O ex-prefeito de São Paulo e coordenador do programa de governo da candidatura Lula, Fernando Haddad, confrontou uma bancada agressiva de jornalistas no Jornal da CBN, rádio da família Marinho, na manhã desta terça-feira (24). Apesar de ser o entrevistado, em vários momentos da entrevista de pouco mais de 6 minutos Haddad foi impedido de falar pelo jornalista Gerson Camarotti, que faz a linha de frente do "globismo" (o partido dos Marinho, donos da Globo) como analista político, ao lado de Merval Pereira, e pelo âncora Mílton Jung. A ofensiva das mídias das Organizações Globo contra o PT chegou a um ponto culminante com o veto da GloboNews a Lula ou um representante indicado por ele na rodada de cinco entrevistas que fará com os candidatos melhor posicionados nas pesquisas -o líder, entretanto, está proibido na Globo.

O veto à fala livre de pessoas de esquerda tem se disseminado pela imprensa conservadora e ganhou destaque depois que a pré-candidata do PC do B à Presidência, Manuela D'Ávila, foi interrompida 63 vezes no programa Roda Viva em 25 de junho, numa condição agravada pela misoginia da bancada. Pouco menos de um mês depois, Geraldo Alckmin foi ao mesmo programa da TV Cultura e não foi interrompido uma única vez. A mídia conservadora tem buscado manter a aparência de respeito à lei, que exige a presença dos candidatos e candidatas em suas sabatinas, mas cria um fogo de barragem para impedir que a mensagem da esquerda chegue aos eleitores. 

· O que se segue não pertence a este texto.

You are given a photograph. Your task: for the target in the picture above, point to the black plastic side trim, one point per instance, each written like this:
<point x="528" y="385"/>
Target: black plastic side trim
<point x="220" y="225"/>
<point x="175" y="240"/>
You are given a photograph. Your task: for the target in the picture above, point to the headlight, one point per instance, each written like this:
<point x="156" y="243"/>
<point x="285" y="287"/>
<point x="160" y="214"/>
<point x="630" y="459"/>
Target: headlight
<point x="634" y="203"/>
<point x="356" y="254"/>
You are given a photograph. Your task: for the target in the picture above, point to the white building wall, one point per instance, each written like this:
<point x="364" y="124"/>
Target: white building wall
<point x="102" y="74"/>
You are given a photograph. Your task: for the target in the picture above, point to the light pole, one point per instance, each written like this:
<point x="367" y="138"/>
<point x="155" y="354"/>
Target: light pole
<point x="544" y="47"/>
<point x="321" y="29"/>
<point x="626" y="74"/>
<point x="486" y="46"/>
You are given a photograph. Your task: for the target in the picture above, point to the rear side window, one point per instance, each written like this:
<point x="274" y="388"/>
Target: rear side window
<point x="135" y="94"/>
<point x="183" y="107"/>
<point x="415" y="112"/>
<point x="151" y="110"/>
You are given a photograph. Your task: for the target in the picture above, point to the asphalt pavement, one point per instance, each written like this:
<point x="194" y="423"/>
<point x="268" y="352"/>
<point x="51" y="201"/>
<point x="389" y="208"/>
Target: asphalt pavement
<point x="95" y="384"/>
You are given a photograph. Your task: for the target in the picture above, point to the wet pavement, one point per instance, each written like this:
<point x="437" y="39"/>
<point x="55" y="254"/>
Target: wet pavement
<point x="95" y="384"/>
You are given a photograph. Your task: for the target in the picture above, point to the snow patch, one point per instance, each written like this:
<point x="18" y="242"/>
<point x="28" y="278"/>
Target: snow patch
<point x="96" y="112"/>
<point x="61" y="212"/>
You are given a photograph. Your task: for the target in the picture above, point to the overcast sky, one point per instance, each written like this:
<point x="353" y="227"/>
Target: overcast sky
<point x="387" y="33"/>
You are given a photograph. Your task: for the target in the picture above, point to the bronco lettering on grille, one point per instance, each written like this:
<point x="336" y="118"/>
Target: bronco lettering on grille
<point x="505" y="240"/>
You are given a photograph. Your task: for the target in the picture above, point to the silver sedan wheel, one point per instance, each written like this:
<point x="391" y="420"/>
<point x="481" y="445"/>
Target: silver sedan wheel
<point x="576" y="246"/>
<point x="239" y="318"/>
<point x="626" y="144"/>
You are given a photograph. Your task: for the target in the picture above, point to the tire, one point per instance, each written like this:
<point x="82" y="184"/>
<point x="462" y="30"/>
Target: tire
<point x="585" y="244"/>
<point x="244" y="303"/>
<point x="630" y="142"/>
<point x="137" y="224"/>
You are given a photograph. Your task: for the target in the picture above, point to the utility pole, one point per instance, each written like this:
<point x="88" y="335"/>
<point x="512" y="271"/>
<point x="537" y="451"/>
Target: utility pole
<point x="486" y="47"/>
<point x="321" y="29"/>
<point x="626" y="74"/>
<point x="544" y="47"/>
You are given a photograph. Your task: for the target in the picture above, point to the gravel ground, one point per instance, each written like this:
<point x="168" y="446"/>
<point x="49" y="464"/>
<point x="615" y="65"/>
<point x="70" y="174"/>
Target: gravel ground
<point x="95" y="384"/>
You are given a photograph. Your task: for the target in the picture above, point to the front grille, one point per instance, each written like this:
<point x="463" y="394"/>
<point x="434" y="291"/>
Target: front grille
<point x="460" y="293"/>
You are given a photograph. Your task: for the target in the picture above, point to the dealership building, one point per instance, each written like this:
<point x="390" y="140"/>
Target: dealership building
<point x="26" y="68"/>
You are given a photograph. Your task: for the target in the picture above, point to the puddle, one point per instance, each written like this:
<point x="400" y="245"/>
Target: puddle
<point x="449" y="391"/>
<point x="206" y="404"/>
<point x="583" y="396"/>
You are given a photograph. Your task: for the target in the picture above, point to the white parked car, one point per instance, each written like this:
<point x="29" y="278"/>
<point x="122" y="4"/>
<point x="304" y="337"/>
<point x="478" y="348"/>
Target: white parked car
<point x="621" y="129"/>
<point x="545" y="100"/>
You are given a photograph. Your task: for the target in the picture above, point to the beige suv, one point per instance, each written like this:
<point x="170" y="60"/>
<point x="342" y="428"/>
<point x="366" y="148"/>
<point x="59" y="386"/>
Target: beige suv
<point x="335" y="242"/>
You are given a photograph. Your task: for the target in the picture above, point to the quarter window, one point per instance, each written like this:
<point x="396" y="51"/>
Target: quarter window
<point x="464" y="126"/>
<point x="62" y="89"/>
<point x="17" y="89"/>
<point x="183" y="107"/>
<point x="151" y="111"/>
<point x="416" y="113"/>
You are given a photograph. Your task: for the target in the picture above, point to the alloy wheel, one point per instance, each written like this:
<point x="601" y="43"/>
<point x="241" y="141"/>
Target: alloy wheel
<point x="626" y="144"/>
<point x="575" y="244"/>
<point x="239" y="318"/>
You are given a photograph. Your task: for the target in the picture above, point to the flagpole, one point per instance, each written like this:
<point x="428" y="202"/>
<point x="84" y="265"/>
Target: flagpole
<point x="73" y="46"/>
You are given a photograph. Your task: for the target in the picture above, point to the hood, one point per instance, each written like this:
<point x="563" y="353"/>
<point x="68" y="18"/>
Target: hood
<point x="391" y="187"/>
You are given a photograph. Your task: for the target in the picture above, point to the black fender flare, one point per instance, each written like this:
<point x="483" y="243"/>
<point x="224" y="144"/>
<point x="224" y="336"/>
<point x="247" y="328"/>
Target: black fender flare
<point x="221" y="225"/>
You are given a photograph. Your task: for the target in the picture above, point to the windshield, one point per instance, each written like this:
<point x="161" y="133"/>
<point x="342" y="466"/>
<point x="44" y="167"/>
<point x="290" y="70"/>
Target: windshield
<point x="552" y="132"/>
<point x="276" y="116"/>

Na entrevista para a CBN, Camarotti dedicou-se a atacar sistematicamente o governo Dilma e fazer uma defesa sutil do governo Temer, enquanto Haddad apresentava os pontos centrais do programa de governo de Lula. Enquanto isso, o âncora Jung, assumindo as vestes de ministro do TSE ou do STF garantia aos ouvintes que "o PT está insistindo com a candidatura Lula apesar de ela ferir a Lei da Ficha Limpa" - como se sabe, não há qualquer decisão dos tribunais de impugnação da candidatura de Lula, mas a imprensa conservadora tem disseminado a versão de que ela seria "ilegal". Haddad lembrou que 122 juristas de primeira linha do país já se manifestou afirmando que "a sentença contra o Lula não para em pé". Jung interrompeu Haddad para insistir que "está claro que ele está condenado em segunda instância e em segunda instância a Ficha Limpa não permite que ele concorra como candidato". Haddad pacientemente explicou que a jurisprudência do TSE indica que o registro deve ser aceito - só será vetado se os ministros mudarem o entendimento da corte. Pela terceira vez, Jung insistiu que o PT "está perdendo espaço ao insistir numa candidatura que não deverá se concretizar". Haddad respondeu que "os adversários não estão comemorando isso; porque os adversários não estão comemorando isso que você aponta como um erro do PT? Provavelmente porque a população, apesar de tudo o que está acontecendo quer votar no Lula e elegê-lo presidente. É a estratégia de nossos adversários que não está dando certo".   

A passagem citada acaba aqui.